L’artiste et ancien ministre Youssou Ndour

Youssou Ndour lâche Macky Sall

Alors que la contestation de sa décision ne faiblit pas,  le président sénégalais doit affronter des défections en cascade dans son propre camp. Après la ministre d’Etat Awa Marie Coll Seck, qui a renoncé à ses fonctions de présidente du Comité national de l’Initiative pour la transparence des industries extractives (ITIE) « pour rester en adéquation avec ses convictions personnelles et ses valeurs », le secrétaire général du gouvernement Abdou Latif Coulibay a jeté, lui aussi, l’éponge. Il fut compagnon politique de Macky Sall depuis 2012.  Le chanteur Youssou Ndour, ancien ministre de la Culture et du Tourisme de Macky Sall s’est dit opposé à sa décision de reporter le scrutin présidentiel. « Nos rendez-vous démocratiques s’imposent à nous tous et le peuple souverain sera le dernier juge », a protesté lundi à Dakar la star de la musique sénégalaise.

La mobilisation contre la prolongation du mandat de Macky Sall a gagné en outre des partis membres de la coalition présidentielle. Le Parti indépendant des travailleurs (PAI) et le Rassemblement des travailleurs africains-Sénégal (RTA-S) s’opposent désormais autant à la volonté du président de reporter le scrutin qu’à son rapprochement avec le Parti démocratique sénégalais (PDS) pour obtenir le soutien de celui-ci en échange du repêchage de Karim Wade pour la présidentielle de décembre prochain. Comme si cela ne suffisait pas, le président Macky Sall a annoncé le 7 février que le Premier ministre Amadou Ba sera bel et bien le candidat de la majorité à l’élection présidentielle.

Cette confirmation de l’investiture du PM suscite la colère de tous ceux qui, dans le camp présidentiel, espéraient que Macky Sall saisirait l’occasion du report du scrutin pour trouver un nouveau candidat offrant plus de garanties de victoire qu’Amadou Ba.

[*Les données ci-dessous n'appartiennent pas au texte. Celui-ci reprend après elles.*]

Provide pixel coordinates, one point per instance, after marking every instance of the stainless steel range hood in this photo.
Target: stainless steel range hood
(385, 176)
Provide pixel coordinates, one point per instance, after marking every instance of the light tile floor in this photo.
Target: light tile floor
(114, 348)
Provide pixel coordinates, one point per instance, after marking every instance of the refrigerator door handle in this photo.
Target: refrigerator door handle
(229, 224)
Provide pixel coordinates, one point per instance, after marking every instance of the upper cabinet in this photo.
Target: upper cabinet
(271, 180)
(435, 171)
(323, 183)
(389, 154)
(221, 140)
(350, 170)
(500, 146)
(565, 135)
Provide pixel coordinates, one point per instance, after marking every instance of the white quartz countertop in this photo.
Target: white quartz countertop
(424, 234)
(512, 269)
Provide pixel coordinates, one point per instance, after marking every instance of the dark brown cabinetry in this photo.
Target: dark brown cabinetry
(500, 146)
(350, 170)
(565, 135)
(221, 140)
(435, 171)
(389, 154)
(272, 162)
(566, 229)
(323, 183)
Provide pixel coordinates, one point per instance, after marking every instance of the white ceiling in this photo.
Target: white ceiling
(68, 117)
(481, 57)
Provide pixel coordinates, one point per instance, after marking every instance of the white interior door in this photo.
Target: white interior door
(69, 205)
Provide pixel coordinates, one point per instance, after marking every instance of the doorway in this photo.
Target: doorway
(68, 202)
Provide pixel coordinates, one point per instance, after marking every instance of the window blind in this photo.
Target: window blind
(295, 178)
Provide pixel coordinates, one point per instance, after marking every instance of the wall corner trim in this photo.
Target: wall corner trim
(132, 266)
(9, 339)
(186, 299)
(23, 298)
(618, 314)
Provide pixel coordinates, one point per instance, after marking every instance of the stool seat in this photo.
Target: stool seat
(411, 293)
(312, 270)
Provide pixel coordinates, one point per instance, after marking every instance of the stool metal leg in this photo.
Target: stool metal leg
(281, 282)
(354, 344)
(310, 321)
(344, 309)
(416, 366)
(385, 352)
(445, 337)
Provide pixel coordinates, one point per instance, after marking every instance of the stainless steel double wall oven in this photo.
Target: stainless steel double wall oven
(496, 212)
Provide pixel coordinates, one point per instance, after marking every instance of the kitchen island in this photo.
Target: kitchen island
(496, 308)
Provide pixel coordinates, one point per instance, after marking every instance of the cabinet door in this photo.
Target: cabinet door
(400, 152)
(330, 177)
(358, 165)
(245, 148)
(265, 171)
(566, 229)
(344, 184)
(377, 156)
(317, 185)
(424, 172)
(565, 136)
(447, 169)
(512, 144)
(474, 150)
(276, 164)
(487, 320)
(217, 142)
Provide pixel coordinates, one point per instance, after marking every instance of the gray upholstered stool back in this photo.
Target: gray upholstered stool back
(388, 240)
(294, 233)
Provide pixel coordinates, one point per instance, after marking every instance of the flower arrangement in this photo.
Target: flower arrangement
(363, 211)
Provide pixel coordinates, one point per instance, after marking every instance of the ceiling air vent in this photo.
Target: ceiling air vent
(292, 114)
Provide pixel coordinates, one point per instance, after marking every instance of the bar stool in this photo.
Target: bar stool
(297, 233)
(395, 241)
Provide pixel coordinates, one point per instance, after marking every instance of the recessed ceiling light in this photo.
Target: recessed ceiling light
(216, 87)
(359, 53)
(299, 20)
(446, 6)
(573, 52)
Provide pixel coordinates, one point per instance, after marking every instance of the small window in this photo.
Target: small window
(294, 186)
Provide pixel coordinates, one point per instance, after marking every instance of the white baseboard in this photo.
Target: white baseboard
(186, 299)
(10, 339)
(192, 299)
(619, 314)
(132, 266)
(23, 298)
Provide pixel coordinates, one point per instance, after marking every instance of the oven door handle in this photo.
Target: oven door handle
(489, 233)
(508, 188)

La décision du président sénégalais de maintenir l’investiture du PM est d’autant plus incompréhensible pour son entourage que des sondages non officiels le donnaient la veille du report battu à la plate couture par Bassirou Diomaye Faye le candidat du Parti des Patriotes africains du Sénégal pour le travail, l’éthique et la fraternité (PASTEF) de l’opposant Ousmane Sonko. Derrière la décision de maintenir, contre toute logique, Amadou Ba comme candidat du camp présidentiel, certains voient une nouvelle manœuvre de Macky Sall de sortir une autre surprise pour se maintenir au pouvoir, après la présidentielle du 15 décembre 2024.

Chiffon rouge du coup d’Etat

Acculé par les opposants au report et confronté à des démissions en cascade, le président sénégalais a mis en garde dans une interview à l’agence de presse américaine Associated Press (AP) contre la possibilité que la classe politique soit balayée par des « forces organisées ». « Si les acteurs politiques ne sont pas capables de s’entendre sur l’essentiel, d’autres forces organisées le feront à leur place. Et là, ils perdront le pays, a mis en garde Macky Sall. Il faut contester, mais ne pas dépasser les limites qui permettent de maintenir la trajectoire démocratique. Car si nous ne sommes plus dans la démocratie, nous sommes dans autre chose Tout le monde y a vu une allusion claire aux risques d’une prise de pouvoir par l’armée. 

Il est désormais certain que Macky Sall, que l’on voyait rebondir dans une carrière internationale après son départ du pouvoir, a raté sa sortie.